También aseguró que algunas instituciones argumentaron que no contaban con personal capacitado o que el Ministerio de Educación les permitía negar el ingreso cuando no podían atender necesidades educativas específicas.

Uno de los principales cuestionamientos se dirige al impacto económico que tendría la aplicación de la directriz.

Las familias aseguran que contratar un maestro sombra puede representar pagos mensuales de entre 300 y más de 1.000 dólares, dependiendo del nivel de apoyo que requiera cada estudiante.

“Las familias con hijos con autismo tenemos muchísimos gastos: terapias, medicinas, consultas médicas y exámenes. El Estado no ayuda y ahora el Ministerio nos dice que también debemos pagar por un profesional de la educación”, manifestó Andino.

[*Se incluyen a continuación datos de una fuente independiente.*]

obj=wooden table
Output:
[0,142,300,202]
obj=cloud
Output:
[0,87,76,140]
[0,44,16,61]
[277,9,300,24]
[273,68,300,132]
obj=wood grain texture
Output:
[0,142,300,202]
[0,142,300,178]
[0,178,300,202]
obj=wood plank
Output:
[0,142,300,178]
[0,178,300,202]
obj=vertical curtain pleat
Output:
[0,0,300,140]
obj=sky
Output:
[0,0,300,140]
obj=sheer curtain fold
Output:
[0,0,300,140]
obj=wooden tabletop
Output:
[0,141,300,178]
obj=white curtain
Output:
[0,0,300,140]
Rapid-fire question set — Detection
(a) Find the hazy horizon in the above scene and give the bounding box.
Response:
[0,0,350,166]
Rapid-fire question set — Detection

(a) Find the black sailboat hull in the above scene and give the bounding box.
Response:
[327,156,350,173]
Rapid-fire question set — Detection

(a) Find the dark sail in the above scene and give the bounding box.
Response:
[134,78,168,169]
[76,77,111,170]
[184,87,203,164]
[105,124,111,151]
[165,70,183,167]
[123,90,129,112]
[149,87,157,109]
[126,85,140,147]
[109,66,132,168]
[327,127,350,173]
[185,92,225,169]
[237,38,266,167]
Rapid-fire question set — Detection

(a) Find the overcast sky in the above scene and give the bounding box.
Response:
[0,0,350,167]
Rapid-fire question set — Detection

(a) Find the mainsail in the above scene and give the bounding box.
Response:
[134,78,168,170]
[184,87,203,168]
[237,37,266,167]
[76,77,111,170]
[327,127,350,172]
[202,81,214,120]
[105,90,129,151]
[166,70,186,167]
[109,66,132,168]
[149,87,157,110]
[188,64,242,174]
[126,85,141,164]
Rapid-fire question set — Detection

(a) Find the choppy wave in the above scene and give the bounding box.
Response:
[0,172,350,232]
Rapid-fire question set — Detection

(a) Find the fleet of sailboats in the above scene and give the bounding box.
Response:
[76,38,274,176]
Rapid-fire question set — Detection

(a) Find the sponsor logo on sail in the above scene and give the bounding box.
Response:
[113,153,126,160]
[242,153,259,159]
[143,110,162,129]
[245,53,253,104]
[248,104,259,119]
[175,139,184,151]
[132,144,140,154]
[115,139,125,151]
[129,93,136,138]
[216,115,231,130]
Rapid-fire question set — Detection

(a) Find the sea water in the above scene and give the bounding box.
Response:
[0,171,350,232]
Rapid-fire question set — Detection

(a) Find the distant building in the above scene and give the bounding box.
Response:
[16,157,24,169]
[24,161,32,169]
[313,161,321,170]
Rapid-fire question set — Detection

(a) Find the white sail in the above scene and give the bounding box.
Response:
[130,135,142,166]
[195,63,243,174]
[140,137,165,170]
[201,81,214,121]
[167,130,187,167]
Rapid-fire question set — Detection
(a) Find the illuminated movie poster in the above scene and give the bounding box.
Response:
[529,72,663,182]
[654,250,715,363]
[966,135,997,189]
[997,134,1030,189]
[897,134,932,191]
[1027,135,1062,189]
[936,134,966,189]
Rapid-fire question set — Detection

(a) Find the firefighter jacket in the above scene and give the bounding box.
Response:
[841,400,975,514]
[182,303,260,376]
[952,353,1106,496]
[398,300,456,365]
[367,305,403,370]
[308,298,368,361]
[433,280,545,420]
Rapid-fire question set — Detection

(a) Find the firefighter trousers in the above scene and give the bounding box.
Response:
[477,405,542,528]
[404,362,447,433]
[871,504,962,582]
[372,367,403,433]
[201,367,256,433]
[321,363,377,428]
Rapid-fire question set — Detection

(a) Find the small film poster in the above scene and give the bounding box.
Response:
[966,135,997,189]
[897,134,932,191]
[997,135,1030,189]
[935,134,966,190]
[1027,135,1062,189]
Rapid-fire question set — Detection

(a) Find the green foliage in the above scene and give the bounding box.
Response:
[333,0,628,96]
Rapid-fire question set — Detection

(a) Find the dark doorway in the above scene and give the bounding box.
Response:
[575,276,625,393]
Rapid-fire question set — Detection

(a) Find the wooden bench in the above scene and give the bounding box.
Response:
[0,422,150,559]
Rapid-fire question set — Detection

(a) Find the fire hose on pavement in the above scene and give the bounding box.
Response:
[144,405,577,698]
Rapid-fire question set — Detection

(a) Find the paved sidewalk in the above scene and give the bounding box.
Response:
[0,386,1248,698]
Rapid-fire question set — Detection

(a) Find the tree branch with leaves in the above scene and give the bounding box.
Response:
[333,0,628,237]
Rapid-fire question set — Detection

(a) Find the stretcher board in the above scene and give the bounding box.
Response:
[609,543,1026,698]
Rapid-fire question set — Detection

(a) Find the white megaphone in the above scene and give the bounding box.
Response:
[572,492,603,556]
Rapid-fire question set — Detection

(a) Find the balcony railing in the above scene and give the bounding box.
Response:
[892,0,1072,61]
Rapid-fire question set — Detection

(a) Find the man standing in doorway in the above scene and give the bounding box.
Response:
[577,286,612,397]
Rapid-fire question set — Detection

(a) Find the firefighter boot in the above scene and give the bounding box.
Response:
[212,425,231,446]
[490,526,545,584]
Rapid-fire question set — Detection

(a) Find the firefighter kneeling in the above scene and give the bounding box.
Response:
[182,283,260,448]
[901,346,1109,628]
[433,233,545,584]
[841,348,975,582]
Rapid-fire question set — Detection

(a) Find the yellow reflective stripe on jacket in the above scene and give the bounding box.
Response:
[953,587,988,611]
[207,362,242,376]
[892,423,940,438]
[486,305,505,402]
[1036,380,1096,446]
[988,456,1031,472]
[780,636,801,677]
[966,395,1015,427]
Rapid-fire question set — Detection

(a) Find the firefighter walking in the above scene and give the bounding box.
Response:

Añadió que, en muchos casos, son las propias madres quienes cumplen ese rol de acompañamiento dentro de las aulas, especialmente en establecimientos fiscales donde las familias no pueden asumir estos costos.

Cuestionan legalidad de la directriz

Otro de los reclamos apunta a la seguridad jurídica. Según los representantes del colectivo, la directriz fue emitida el 21 de mayo, pero no ha sido publicada en el Registro Oficial.

Durante reuniones mantenidas con autoridades del Ministerio de Educación, indicaron, se les informó que este tipo de actos administrativos no requieren dicha publicación, criterio que las familias consideran contrario a los principios de transparencia y legalidad.

Además, señalaron que ya han presentado observaciones al Ministerio, una impugnación administrativa, denuncias ante la Defensoría del Pueblo, gestiones en la Asamblea Nacional y un pedido ante la Presidencia de la República, sin obtener una respuesta favorable.

Exigen una nueva normativa

Los colectivos solicitan la derogatoria inmediata de la directriz y la elaboración de una nueva regulación que garantice los apoyos especializados para estudiantes con discapacidad, conforme a la Constitución y a los tratados internacionales de derechos humanos suscritos por Ecuador.

Asimismo, plantean que el Ministerio de Educación fortalezca la capacitación tanto de profesionales como de quienes actualmente ejercen funciones de apoyo en las aulas, con el objetivo de garantizar una verdadera inclusión educativa.

Según las organizaciones de padres, más de 150.000 niños, niñas y adolescentes con autismo, discapacidad y otras neurodivergencias podrían verse afectados por las limitaciones que, a su criterio, establece la actual directriz. Las familias insisten en que corresponde al Estado implementar las medidas de acción afirmativa necesarias para asegurar el acceso a la educación en igualdad de condiciones y sin discriminación.